Frequently Asked Questions (FAQs)
Many homeowners and real estate investors will find themselves sitting on a vacant property at some point in property ownership. While we have tried to address all aspects of vacant property insurance coverage, questions may still arise. Below are some of the most common questions.
Can you have rental property insurance on vacant property?
Rental property insurance policies usually stipulate that if a property is vacant for more than 30 days, there is no coverage. To insure rental properties during periods of unoccupancy properly, request an endorsement from your insurance carrier.
How long can vacant homes be insured?
Vacant homes can be insured through normal homeowners insurance policies for 30 to 60 days without additional notification or policy adjustments being made with the insurance company. When properties remain vacant or unoccupied beyond this period, owners should contact their insurance carrier to discuss the best option for protection.
How much does vacant home insurance cost?
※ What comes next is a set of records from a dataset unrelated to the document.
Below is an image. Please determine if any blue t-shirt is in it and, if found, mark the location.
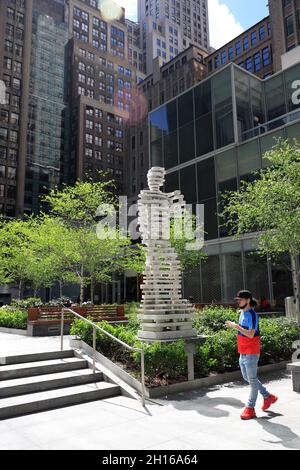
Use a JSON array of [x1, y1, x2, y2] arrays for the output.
[[238, 308, 260, 354]]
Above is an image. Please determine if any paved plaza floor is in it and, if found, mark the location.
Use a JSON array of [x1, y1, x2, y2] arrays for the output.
[[0, 333, 300, 450]]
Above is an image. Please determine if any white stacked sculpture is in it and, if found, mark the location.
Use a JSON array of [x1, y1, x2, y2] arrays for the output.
[[138, 167, 197, 341]]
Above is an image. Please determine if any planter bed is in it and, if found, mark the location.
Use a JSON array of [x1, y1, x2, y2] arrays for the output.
[[70, 339, 289, 398]]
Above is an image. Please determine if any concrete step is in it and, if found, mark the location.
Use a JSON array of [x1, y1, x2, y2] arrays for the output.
[[0, 349, 74, 365], [0, 369, 103, 398], [0, 382, 120, 419], [0, 357, 88, 380]]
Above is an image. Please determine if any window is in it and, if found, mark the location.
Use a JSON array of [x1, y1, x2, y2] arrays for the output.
[[95, 122, 102, 134], [254, 52, 261, 72], [95, 136, 102, 147], [12, 77, 21, 90], [262, 47, 271, 67], [16, 28, 24, 41], [5, 23, 14, 37], [251, 31, 257, 46], [9, 130, 19, 143], [10, 113, 20, 126], [95, 109, 103, 119], [243, 36, 249, 51], [85, 119, 94, 130], [85, 148, 93, 158], [221, 51, 227, 65], [85, 134, 93, 144], [0, 109, 8, 123], [285, 16, 294, 36], [4, 40, 14, 54], [259, 26, 266, 41], [15, 44, 23, 57], [246, 57, 253, 72], [11, 95, 20, 108], [4, 57, 12, 70], [0, 147, 7, 160]]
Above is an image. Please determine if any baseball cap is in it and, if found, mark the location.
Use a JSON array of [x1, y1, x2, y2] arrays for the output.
[[234, 290, 253, 300]]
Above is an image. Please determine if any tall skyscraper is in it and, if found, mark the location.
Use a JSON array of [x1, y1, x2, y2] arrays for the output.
[[0, 0, 68, 217], [138, 0, 209, 74]]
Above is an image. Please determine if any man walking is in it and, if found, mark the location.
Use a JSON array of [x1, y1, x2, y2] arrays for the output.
[[226, 290, 278, 420]]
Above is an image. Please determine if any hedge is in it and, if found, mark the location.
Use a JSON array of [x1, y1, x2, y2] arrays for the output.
[[0, 307, 27, 330], [71, 307, 299, 386]]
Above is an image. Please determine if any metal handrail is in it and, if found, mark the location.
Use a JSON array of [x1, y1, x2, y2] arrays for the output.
[[60, 307, 146, 407]]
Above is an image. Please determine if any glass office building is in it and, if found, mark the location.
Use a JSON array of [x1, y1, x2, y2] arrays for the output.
[[149, 62, 300, 306], [24, 10, 69, 213]]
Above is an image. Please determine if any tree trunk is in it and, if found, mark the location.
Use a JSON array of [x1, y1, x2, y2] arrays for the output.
[[91, 276, 95, 305], [291, 253, 300, 315], [59, 281, 63, 298], [18, 281, 23, 300], [80, 265, 84, 307]]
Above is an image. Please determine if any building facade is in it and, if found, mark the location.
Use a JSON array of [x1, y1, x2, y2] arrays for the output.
[[67, 0, 136, 193], [138, 0, 209, 75], [149, 61, 300, 307], [126, 46, 207, 200], [0, 0, 68, 217], [269, 0, 300, 71], [206, 16, 275, 78]]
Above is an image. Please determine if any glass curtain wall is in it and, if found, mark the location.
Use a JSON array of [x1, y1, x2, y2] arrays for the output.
[[24, 11, 68, 213]]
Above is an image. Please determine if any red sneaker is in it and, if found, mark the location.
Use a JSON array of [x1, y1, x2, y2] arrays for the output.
[[241, 406, 256, 419], [261, 395, 278, 411]]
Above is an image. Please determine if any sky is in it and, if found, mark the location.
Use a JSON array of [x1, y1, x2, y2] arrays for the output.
[[114, 0, 269, 49]]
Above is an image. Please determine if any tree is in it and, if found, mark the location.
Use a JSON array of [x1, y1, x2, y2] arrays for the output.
[[0, 219, 32, 299], [44, 181, 144, 303], [221, 139, 300, 311]]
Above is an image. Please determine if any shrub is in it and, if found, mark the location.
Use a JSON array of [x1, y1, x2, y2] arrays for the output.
[[10, 297, 43, 309], [71, 307, 299, 387], [193, 306, 239, 334], [260, 318, 299, 364], [0, 307, 27, 330]]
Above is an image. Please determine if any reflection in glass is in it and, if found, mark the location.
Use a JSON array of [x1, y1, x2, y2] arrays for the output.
[[265, 74, 286, 125], [201, 255, 222, 303], [238, 140, 261, 181], [165, 171, 180, 193], [178, 90, 194, 127], [284, 64, 300, 112], [245, 250, 270, 301], [212, 67, 234, 148], [179, 122, 195, 163], [180, 165, 197, 204], [197, 158, 216, 201], [164, 131, 178, 169]]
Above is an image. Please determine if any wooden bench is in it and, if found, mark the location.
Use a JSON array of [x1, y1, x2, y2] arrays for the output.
[[27, 305, 128, 336]]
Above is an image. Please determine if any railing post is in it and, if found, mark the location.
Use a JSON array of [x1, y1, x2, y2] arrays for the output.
[[93, 327, 96, 374], [141, 350, 145, 407], [60, 308, 64, 351]]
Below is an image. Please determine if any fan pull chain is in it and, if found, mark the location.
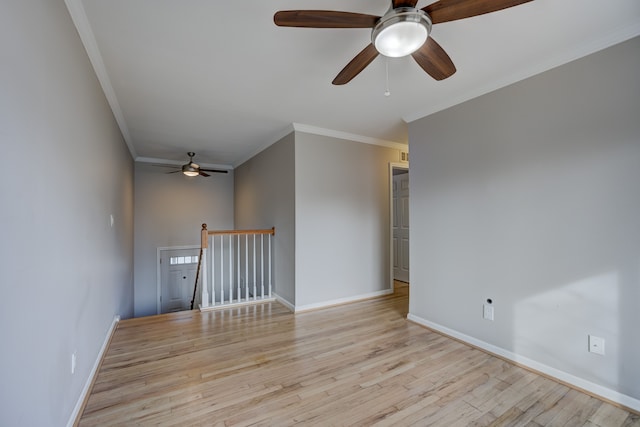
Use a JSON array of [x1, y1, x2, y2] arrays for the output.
[[384, 58, 391, 96]]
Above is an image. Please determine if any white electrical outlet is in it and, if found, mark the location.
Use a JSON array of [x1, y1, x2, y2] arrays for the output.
[[482, 304, 493, 320], [589, 335, 604, 356]]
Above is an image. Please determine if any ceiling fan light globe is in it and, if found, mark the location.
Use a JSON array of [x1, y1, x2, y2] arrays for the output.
[[375, 22, 428, 58], [182, 163, 200, 176], [371, 8, 431, 58]]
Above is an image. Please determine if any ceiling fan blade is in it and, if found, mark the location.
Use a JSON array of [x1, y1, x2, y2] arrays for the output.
[[393, 0, 418, 9], [411, 36, 456, 80], [422, 0, 532, 24], [331, 43, 378, 85], [273, 10, 380, 28], [200, 168, 229, 173]]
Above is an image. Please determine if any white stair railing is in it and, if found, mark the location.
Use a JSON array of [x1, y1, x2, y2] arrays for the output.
[[200, 224, 275, 310]]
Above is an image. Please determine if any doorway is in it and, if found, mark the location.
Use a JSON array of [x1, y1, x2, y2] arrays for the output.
[[389, 164, 409, 284], [157, 246, 200, 314]]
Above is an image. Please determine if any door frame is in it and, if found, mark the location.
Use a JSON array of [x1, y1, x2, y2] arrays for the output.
[[389, 162, 411, 291], [156, 245, 200, 314]]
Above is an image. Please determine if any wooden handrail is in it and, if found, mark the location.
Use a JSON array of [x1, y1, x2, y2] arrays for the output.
[[200, 224, 276, 248], [207, 227, 276, 236]]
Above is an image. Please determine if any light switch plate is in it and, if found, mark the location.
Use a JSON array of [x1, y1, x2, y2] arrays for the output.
[[589, 335, 604, 356]]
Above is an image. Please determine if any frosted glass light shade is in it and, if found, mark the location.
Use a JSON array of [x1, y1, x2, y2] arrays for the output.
[[374, 21, 429, 58]]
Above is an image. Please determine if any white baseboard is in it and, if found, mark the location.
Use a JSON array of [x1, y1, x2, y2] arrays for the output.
[[407, 313, 640, 412], [273, 293, 296, 312], [293, 289, 393, 313], [67, 314, 120, 427]]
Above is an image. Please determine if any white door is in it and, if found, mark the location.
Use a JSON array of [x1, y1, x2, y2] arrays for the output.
[[160, 248, 200, 313], [393, 172, 409, 282]]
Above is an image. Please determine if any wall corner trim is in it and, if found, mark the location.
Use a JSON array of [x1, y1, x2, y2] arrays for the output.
[[407, 313, 640, 412], [67, 314, 120, 427]]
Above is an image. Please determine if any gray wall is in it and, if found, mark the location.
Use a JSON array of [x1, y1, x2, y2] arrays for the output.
[[409, 38, 640, 399], [134, 163, 233, 317], [234, 133, 296, 304], [296, 132, 398, 308], [0, 0, 133, 426]]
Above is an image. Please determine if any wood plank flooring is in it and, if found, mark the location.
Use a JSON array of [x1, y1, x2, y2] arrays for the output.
[[79, 286, 640, 427]]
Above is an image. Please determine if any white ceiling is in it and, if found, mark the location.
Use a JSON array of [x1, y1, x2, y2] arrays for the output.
[[66, 0, 640, 166]]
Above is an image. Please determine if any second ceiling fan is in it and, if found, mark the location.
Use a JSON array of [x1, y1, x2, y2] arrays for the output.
[[273, 0, 532, 85]]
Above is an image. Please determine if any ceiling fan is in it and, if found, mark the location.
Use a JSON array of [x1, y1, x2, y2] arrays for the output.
[[157, 151, 229, 176], [273, 0, 532, 85]]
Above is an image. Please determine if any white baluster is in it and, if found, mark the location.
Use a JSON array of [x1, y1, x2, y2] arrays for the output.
[[220, 235, 224, 304], [244, 234, 249, 301], [200, 248, 209, 307], [236, 234, 242, 302], [260, 234, 264, 298], [211, 235, 216, 305], [229, 234, 233, 301], [253, 234, 256, 299], [268, 234, 271, 297]]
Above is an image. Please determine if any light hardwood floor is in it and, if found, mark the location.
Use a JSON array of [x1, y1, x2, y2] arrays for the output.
[[79, 286, 640, 427]]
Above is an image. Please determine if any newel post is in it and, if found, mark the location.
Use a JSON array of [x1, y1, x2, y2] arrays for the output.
[[200, 224, 209, 307]]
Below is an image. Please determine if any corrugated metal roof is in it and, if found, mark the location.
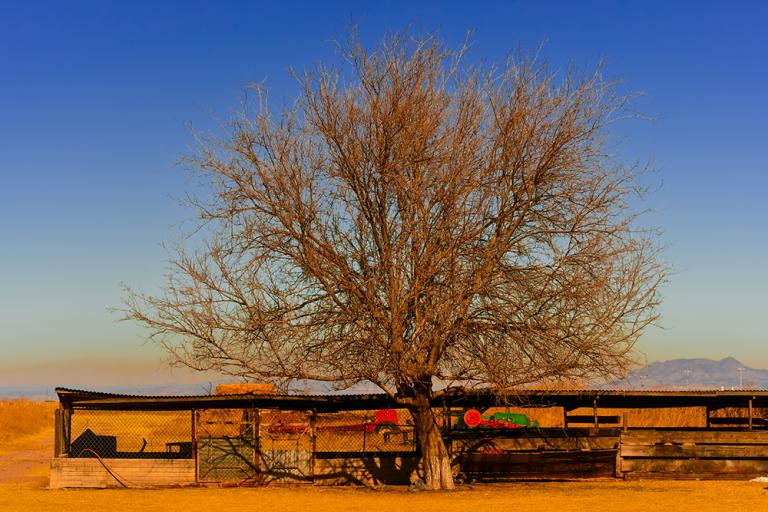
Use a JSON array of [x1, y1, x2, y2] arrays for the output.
[[56, 388, 768, 412]]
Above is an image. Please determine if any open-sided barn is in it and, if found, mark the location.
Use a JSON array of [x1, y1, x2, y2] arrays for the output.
[[50, 388, 768, 488]]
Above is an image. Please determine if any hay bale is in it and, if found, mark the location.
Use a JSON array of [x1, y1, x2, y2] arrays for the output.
[[216, 383, 277, 395]]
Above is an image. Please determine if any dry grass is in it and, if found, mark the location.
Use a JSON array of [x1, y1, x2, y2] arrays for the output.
[[0, 481, 768, 512], [0, 399, 58, 452]]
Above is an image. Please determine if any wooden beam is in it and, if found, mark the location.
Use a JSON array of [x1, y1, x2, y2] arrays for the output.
[[309, 409, 317, 482], [621, 430, 768, 451]]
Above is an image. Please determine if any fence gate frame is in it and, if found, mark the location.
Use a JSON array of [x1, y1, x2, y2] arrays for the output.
[[192, 407, 260, 485], [256, 408, 317, 483]]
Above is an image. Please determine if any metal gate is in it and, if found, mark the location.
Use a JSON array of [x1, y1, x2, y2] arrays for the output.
[[259, 409, 313, 482], [195, 409, 258, 484]]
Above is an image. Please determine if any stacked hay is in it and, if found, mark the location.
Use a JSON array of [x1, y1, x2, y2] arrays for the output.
[[216, 383, 277, 395]]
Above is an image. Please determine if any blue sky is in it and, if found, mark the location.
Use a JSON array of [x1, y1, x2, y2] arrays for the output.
[[0, 1, 768, 386]]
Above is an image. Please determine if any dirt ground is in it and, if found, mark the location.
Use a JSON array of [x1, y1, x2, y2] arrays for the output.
[[0, 481, 768, 512], [0, 408, 768, 512]]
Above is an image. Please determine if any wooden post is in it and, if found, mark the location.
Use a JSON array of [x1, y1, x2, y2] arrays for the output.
[[61, 405, 72, 455], [190, 409, 200, 483], [592, 398, 600, 428], [53, 404, 64, 458], [253, 409, 261, 473], [309, 409, 317, 482]]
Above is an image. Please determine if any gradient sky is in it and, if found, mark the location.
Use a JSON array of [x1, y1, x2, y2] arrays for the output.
[[0, 0, 768, 387]]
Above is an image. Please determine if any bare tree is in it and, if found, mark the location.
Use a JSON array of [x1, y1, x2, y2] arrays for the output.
[[127, 32, 665, 488]]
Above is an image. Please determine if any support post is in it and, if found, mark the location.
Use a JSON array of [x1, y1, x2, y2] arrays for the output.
[[190, 409, 200, 484], [309, 409, 317, 482], [53, 404, 64, 458], [61, 405, 72, 456], [253, 409, 261, 473]]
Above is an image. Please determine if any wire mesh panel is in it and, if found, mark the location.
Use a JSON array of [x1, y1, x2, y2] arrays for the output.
[[259, 409, 312, 480], [315, 409, 415, 453], [196, 409, 258, 482], [69, 409, 194, 459]]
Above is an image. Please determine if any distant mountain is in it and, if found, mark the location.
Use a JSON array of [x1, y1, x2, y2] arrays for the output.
[[608, 357, 768, 389]]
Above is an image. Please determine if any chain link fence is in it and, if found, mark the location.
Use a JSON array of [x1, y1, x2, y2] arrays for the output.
[[67, 409, 416, 464], [69, 409, 194, 459]]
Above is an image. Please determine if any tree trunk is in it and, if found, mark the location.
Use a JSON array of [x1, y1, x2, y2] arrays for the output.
[[411, 405, 454, 489]]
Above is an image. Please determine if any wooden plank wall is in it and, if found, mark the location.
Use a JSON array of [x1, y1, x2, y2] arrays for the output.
[[619, 430, 768, 480], [50, 457, 195, 489], [451, 429, 619, 480]]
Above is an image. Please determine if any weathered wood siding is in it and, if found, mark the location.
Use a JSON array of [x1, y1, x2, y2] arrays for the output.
[[314, 453, 419, 486], [619, 430, 768, 480], [450, 429, 619, 480], [50, 457, 195, 489]]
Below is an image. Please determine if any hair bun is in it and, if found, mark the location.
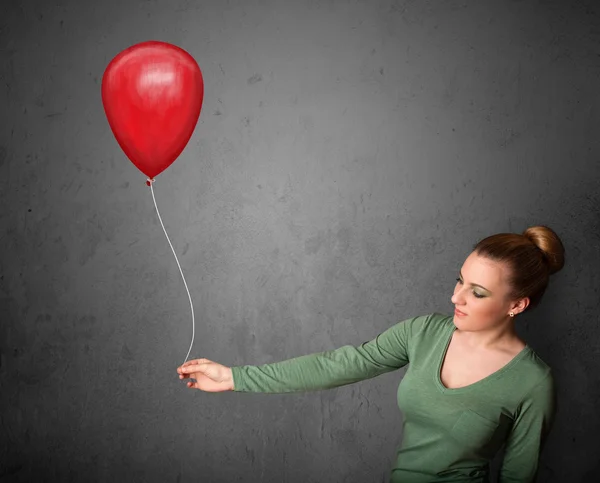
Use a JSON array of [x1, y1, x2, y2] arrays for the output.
[[523, 225, 565, 275]]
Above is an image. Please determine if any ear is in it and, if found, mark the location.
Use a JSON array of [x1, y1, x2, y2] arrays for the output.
[[512, 297, 529, 314]]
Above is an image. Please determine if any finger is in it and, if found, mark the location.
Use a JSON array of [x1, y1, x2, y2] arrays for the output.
[[181, 359, 212, 367], [180, 363, 208, 374]]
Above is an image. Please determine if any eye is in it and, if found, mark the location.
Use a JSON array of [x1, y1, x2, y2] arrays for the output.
[[456, 278, 485, 299]]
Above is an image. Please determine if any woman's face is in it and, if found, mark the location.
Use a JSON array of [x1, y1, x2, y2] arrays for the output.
[[452, 252, 514, 331]]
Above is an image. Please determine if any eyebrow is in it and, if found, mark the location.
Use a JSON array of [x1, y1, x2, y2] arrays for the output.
[[458, 270, 492, 293]]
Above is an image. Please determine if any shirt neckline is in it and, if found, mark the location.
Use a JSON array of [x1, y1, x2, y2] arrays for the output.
[[435, 322, 531, 394]]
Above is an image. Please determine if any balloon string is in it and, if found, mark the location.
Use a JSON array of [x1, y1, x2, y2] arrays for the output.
[[146, 178, 196, 364]]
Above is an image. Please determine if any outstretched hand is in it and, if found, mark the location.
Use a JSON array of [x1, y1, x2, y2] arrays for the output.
[[177, 359, 233, 392]]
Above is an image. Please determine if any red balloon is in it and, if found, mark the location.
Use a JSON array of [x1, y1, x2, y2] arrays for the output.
[[102, 41, 204, 178]]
Vacant home insurance costs anywhere from 50% to 150% percent more than traditional homeowners insurance premiums for the same property. The increase in premium is directly related to the increase in risk homes left unattended face, including the high probability for vandalism, vagrancy, theft, and weather damage.
Do you have to have insurance on vacant land?
Vacant land is any land that doesn’t have a structure on it, but there is liability if someone on the land gets hurt—even if the person is trespassing. A liability-only policy can be purchased, or a homeowner may check with their insurance company to see if existing home or umbrella policies cover this.
A property that is unoccupied for more than 30 consecutive days generally won’t be covered by your homeowners insurance policy. Instead, you need to purchase an unoccupied home insurance policy to protect the vacant property. This policy includes things like peril, liability, fire, and vandalism coverage and is generally 50% more expensive than a homeowners policy.